2. The standard for competency is defined in Dusky v. U.S. (1960) as sufficient
ID: 3454081 • Letter: 2
Question
2. The standard for competency is defined in Dusky v. U.S. (1960) as sufficient ability to assist one’s attorney and having a factual and rational understanding of the case and trial proceedings. It is a “low” bar, and most people (even most mentally ill people) are deemed competent. Should this be the same standard used by the court to determine when someone is competent to waive counsel and represent oneself at trial, like Colin Ferguson did? If so, why? If not, what should the standard to represent oneself be, and why?
Explanation / Answer
Most of the time people who are mentally insane get into a shooting spree killing lots of innocent people. When they come to the court, they will be checked whether they are competent enough to support their attorneys or will they be able to understand the court procedures. Another important thing about competency is that a person’s ability to fight his case without an attorney if they are mentally stable. The case of Colin Ferguson, he continuously argued that he didn’t commit the crime while the attorneys who were appointed to argue on behalf of him told that he was mentally alright. He had to send to check his mental stability before the right to lead his case on his own.

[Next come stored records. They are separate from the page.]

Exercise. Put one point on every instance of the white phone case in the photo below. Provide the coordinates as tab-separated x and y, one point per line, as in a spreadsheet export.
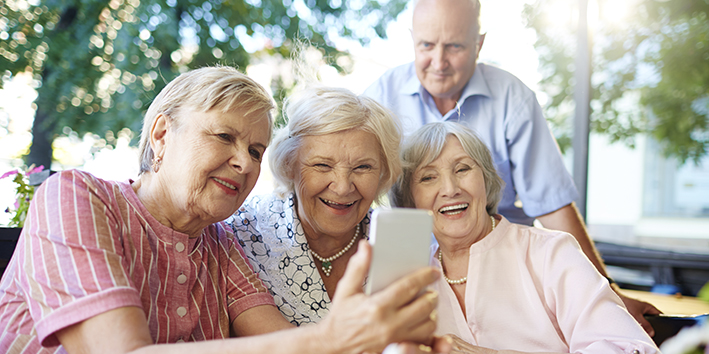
401	241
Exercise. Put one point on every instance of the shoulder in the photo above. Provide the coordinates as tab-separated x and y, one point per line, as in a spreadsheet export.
502	81
260	207
543	241
75	184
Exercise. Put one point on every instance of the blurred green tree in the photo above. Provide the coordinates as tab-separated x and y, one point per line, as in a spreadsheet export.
650	70
97	64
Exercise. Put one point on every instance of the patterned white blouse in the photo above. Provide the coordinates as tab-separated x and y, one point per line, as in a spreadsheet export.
272	237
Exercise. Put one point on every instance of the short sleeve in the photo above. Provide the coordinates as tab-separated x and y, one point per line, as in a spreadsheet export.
72	265
591	317
244	289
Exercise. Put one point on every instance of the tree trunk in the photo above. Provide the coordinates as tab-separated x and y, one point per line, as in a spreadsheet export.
42	136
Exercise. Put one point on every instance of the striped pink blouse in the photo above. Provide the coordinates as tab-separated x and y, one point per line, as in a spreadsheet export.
90	246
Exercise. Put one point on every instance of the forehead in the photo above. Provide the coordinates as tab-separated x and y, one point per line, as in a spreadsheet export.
445	20
451	152
256	125
346	145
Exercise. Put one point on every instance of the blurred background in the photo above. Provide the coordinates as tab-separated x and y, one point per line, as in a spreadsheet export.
78	76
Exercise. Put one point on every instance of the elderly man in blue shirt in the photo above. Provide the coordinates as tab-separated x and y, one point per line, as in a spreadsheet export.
445	82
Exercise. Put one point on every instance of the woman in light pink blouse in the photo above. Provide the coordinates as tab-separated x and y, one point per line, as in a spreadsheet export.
505	287
118	267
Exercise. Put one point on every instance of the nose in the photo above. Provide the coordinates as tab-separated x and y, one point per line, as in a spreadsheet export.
341	182
242	162
438	58
449	186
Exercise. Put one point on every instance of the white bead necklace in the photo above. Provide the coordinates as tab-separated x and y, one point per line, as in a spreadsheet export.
327	262
462	280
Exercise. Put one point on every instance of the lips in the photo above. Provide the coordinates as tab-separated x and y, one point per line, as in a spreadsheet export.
453	209
230	186
336	205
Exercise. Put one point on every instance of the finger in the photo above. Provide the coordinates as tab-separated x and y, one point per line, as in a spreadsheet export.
355	273
421	310
411	348
646	326
650	309
404	290
442	344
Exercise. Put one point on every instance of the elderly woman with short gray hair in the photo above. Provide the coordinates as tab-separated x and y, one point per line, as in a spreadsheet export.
505	287
337	155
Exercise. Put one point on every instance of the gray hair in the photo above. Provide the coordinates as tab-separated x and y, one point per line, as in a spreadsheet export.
319	110
426	144
221	87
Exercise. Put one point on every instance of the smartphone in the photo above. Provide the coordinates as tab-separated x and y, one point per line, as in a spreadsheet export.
401	243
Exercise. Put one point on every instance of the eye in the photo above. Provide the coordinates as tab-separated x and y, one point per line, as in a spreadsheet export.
256	154
322	166
225	137
426	178
463	168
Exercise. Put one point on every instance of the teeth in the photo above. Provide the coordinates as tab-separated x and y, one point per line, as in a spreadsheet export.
225	183
453	207
335	203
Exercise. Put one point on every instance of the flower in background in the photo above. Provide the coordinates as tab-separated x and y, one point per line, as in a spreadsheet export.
24	193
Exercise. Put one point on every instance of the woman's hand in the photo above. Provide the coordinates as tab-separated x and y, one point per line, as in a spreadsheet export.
638	309
359	323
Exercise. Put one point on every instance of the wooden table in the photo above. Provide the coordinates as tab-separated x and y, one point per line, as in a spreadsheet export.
671	304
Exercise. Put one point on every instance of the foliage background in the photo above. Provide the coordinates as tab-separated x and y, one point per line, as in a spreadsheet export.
650	71
97	65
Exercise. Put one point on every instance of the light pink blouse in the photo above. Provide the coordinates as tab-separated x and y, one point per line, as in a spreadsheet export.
90	246
532	290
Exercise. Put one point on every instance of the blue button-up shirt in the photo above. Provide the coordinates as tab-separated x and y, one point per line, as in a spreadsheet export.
507	117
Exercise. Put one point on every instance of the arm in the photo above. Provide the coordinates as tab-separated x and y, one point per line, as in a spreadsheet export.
357	323
567	219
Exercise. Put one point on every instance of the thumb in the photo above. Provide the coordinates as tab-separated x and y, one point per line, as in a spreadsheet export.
356	272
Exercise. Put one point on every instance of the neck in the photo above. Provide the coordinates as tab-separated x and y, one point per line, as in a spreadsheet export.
161	207
446	104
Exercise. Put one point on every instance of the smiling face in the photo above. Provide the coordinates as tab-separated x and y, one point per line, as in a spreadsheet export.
453	187
446	42
336	180
211	162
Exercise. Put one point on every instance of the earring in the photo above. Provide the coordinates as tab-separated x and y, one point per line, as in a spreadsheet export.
157	161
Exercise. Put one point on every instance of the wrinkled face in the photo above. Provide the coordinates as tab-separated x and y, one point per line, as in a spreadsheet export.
336	180
453	187
446	44
212	160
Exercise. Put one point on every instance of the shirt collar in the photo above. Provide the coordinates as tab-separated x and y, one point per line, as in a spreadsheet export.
476	86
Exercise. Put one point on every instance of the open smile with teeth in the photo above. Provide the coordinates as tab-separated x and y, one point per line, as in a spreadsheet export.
228	185
453	209
336	205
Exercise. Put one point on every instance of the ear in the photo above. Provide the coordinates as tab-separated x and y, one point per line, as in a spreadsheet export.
481	40
158	134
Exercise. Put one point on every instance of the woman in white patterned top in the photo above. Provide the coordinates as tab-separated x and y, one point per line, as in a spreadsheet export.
337	155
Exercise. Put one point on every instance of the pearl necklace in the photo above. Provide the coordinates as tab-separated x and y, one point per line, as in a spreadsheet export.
327	262
462	280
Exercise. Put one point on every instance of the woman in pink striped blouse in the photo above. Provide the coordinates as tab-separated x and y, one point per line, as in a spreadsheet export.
118	267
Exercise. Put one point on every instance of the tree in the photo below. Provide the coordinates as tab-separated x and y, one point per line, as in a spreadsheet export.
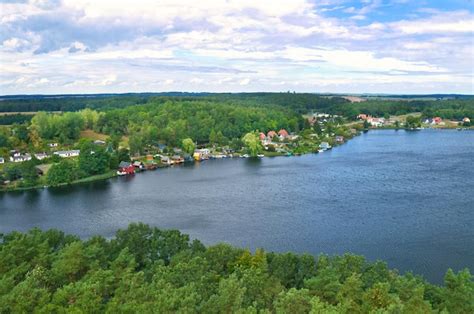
252	143
63	172
93	159
188	146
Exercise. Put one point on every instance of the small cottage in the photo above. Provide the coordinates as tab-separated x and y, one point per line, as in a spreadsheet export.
68	153
125	168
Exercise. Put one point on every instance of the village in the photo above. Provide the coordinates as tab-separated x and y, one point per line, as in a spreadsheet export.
322	134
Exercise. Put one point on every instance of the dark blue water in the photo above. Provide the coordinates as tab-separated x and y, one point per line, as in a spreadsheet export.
404	197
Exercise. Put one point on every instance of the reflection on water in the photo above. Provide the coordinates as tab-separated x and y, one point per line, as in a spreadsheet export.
404	197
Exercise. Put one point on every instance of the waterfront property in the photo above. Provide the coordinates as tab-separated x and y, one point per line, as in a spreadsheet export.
67	153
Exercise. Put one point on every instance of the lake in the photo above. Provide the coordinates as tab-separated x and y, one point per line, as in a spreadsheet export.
403	197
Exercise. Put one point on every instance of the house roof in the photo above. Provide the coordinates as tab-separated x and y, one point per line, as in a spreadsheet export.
124	164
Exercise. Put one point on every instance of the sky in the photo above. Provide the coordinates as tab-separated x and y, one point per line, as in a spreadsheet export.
325	46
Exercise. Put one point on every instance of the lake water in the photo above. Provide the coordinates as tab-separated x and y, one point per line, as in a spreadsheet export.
404	197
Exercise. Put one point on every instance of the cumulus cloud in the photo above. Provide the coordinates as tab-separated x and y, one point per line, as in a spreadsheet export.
96	46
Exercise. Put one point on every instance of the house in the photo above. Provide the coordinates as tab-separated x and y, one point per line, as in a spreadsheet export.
125	168
41	156
271	134
99	142
436	120
165	160
376	122
201	154
20	158
176	159
68	153
282	134
324	146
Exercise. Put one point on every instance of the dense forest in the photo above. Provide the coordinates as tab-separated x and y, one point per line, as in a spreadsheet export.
300	103
147	270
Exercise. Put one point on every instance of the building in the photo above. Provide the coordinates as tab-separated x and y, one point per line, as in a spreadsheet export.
99	142
68	153
41	156
176	159
125	168
271	134
282	134
436	120
20	158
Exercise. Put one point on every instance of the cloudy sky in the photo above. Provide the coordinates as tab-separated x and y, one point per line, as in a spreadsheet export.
375	46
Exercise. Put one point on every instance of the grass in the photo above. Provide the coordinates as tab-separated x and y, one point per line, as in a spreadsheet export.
90	134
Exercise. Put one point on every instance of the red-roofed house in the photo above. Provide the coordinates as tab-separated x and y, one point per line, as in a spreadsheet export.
283	133
271	134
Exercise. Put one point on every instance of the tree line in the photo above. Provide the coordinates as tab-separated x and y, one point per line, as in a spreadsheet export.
144	269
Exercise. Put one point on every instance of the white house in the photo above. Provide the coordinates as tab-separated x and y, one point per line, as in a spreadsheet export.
20	158
68	153
41	156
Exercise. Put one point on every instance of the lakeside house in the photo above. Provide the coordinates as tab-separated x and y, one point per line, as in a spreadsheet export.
271	134
176	159
17	157
68	153
324	146
201	154
41	156
283	134
125	168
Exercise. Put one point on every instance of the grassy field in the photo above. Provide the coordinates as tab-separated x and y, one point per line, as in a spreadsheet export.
90	134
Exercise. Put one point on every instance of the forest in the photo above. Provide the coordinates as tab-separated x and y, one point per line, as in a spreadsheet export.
147	270
455	107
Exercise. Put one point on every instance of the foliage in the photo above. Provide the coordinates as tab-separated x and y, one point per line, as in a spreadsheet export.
145	269
252	143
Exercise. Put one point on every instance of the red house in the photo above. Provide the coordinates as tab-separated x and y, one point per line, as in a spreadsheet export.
125	168
283	133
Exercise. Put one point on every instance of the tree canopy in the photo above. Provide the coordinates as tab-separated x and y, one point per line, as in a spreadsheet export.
145	269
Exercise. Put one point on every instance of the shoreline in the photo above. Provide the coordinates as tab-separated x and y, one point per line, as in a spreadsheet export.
113	173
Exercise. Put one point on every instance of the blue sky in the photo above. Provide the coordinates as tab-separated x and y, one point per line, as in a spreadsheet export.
342	46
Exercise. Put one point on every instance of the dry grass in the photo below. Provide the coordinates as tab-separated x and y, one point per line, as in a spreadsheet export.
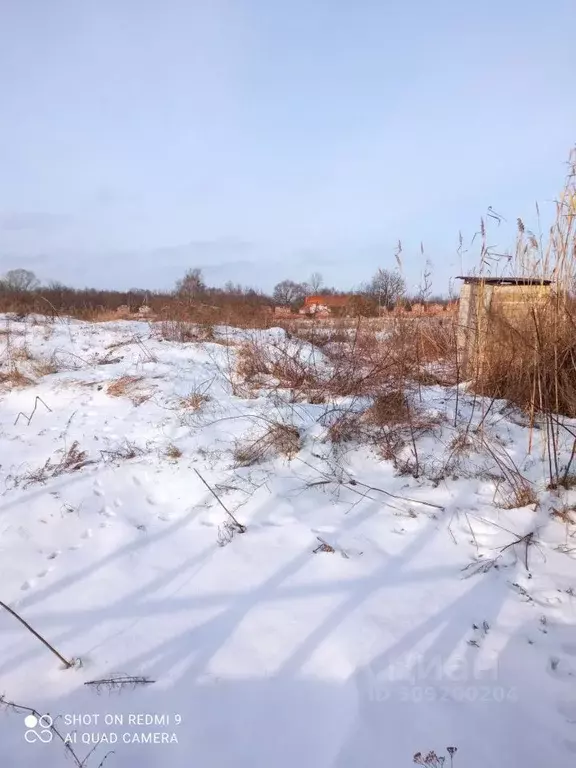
72	460
46	367
184	332
279	439
389	409
173	452
15	379
130	387
124	451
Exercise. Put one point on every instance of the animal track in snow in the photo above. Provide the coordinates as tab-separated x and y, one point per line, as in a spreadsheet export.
568	710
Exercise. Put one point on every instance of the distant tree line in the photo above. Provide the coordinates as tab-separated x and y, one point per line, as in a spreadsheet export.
21	290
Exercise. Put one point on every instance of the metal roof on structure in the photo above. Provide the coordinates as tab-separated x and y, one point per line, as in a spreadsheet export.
505	280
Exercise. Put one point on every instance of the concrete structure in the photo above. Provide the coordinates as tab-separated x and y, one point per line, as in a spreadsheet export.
485	299
324	306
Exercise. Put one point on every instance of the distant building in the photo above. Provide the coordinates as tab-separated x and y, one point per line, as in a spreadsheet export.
325	306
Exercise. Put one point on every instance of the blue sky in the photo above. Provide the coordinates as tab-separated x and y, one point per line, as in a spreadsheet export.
263	139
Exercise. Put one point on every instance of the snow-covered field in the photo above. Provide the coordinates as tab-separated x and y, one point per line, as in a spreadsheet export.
262	651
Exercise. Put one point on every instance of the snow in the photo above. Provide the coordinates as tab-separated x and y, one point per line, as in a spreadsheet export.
262	652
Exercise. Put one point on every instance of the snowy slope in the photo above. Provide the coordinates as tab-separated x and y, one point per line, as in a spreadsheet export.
263	652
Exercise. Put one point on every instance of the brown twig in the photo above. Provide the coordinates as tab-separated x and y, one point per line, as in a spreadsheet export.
29	418
240	528
66	663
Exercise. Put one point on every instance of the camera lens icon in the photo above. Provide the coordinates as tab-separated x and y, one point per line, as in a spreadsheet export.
38	729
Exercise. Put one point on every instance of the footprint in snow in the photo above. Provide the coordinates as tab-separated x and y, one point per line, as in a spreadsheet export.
558	669
568	710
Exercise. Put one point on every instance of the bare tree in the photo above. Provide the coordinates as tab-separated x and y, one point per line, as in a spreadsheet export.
191	286
315	282
387	287
20	280
287	293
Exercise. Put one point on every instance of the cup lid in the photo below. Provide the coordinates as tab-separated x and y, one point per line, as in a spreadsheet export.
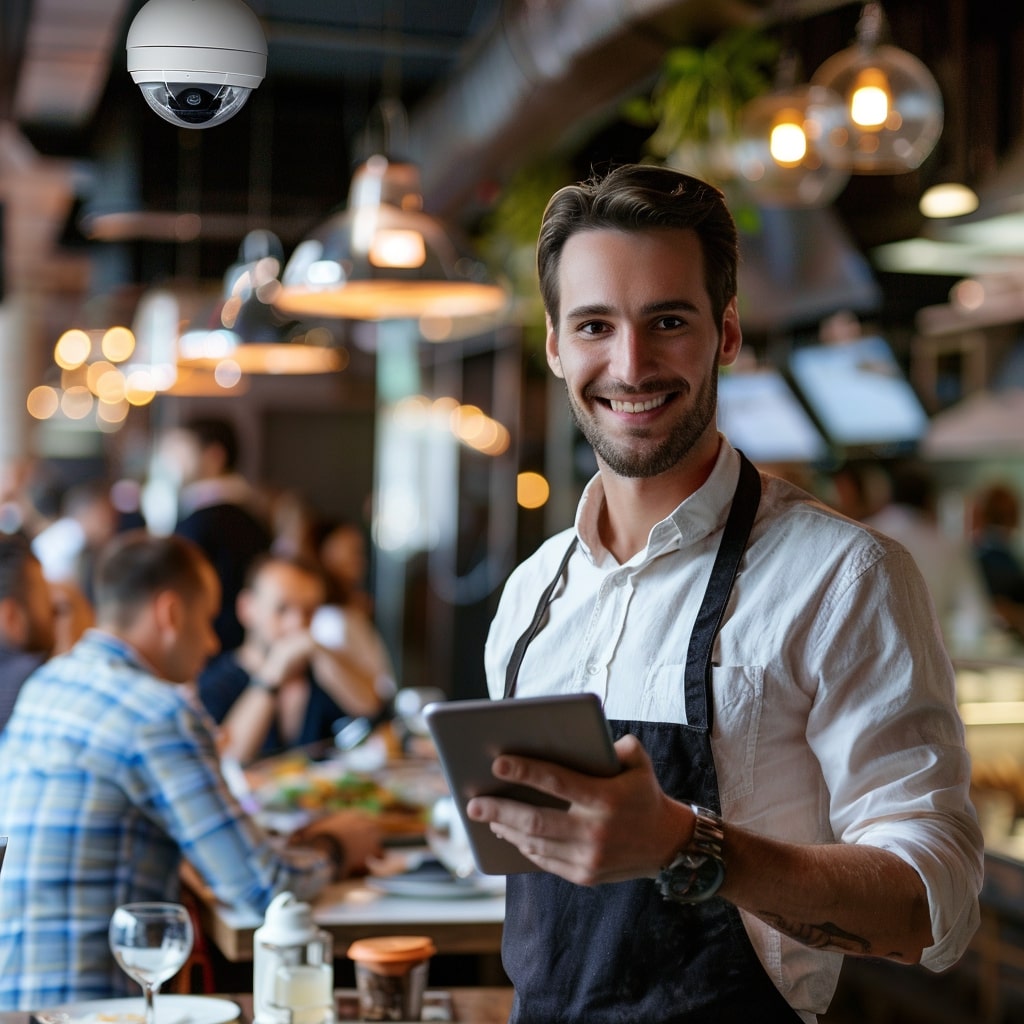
391	948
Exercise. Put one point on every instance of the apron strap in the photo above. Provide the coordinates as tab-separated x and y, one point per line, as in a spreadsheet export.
518	652
698	656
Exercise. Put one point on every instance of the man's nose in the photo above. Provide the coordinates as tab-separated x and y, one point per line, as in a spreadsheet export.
631	359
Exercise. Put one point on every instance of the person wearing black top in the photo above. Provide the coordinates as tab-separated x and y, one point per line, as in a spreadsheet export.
218	509
280	688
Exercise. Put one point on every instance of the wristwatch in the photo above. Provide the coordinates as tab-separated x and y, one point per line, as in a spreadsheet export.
697	870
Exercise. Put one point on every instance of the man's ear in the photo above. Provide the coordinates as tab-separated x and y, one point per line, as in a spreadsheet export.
12	622
168	610
244	607
732	335
551	348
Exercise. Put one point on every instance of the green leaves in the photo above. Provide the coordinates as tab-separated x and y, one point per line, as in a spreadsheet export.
700	90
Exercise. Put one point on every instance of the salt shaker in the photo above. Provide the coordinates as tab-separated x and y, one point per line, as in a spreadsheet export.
293	967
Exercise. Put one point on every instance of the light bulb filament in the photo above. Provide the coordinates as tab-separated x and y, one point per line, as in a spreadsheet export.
870	98
787	142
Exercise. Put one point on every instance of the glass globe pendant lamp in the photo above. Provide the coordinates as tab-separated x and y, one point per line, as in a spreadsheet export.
894	103
790	150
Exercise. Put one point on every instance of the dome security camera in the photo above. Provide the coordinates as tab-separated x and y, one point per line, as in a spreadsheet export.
197	60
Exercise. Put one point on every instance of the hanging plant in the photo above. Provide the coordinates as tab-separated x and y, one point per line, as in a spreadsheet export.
695	102
508	239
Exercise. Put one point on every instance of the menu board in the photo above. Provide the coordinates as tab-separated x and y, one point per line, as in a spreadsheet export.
858	392
762	417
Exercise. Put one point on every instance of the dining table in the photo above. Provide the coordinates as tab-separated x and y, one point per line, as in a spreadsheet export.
354	909
460	919
489	1005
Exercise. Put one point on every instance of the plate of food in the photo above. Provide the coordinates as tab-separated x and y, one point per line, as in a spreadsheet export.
300	792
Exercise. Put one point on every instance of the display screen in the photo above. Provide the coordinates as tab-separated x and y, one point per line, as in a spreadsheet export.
858	392
762	417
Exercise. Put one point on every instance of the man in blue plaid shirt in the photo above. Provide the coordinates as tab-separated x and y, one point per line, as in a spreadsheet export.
109	774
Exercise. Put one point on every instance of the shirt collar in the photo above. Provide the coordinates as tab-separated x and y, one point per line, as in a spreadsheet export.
700	514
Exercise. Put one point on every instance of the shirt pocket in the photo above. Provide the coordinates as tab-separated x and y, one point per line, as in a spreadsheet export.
738	695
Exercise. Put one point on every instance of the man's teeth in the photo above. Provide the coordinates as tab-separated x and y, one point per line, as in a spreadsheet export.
636	407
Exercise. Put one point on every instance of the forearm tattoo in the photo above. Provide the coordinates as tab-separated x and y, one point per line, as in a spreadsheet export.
823	936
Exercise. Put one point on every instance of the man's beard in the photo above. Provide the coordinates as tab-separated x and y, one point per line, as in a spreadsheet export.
642	463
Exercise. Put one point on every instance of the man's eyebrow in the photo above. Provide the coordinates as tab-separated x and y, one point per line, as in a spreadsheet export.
581	312
664	306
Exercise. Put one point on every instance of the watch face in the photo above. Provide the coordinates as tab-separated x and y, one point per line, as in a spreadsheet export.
692	879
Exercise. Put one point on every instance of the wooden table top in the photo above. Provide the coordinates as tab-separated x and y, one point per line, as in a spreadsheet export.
471	1006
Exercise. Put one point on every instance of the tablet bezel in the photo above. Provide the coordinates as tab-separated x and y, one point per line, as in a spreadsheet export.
567	729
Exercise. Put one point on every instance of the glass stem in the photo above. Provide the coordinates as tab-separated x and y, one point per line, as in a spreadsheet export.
151	1011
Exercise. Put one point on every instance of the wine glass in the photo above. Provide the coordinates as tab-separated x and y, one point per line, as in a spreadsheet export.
151	943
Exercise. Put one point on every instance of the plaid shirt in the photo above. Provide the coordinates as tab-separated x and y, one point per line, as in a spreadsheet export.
108	775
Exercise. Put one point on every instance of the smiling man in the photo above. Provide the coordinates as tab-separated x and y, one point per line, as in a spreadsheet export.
795	782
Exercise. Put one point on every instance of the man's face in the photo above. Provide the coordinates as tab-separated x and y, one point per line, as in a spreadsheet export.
39	632
195	641
281	601
638	347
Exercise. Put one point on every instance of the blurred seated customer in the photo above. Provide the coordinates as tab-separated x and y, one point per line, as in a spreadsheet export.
345	620
111	776
73	614
857	488
68	547
996	519
957	591
27	627
292	524
218	509
281	688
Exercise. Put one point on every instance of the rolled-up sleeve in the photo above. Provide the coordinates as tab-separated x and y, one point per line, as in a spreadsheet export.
888	734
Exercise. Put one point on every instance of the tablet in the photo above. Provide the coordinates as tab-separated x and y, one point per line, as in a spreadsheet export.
570	730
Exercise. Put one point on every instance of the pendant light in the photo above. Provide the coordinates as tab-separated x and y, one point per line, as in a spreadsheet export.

In my opinion, anyone who is confident of representing themselves in the court is a good option within the legal proceedings of the court. If we look at the fee one has to pay to an attorney is very huge these days. It becomes a hefty sum for people from poor and middle class families. Another view against it is that if people who involved in a mass shooting are given an opportunity, they might threaten or eliminate evidences as the case progress because they are insane.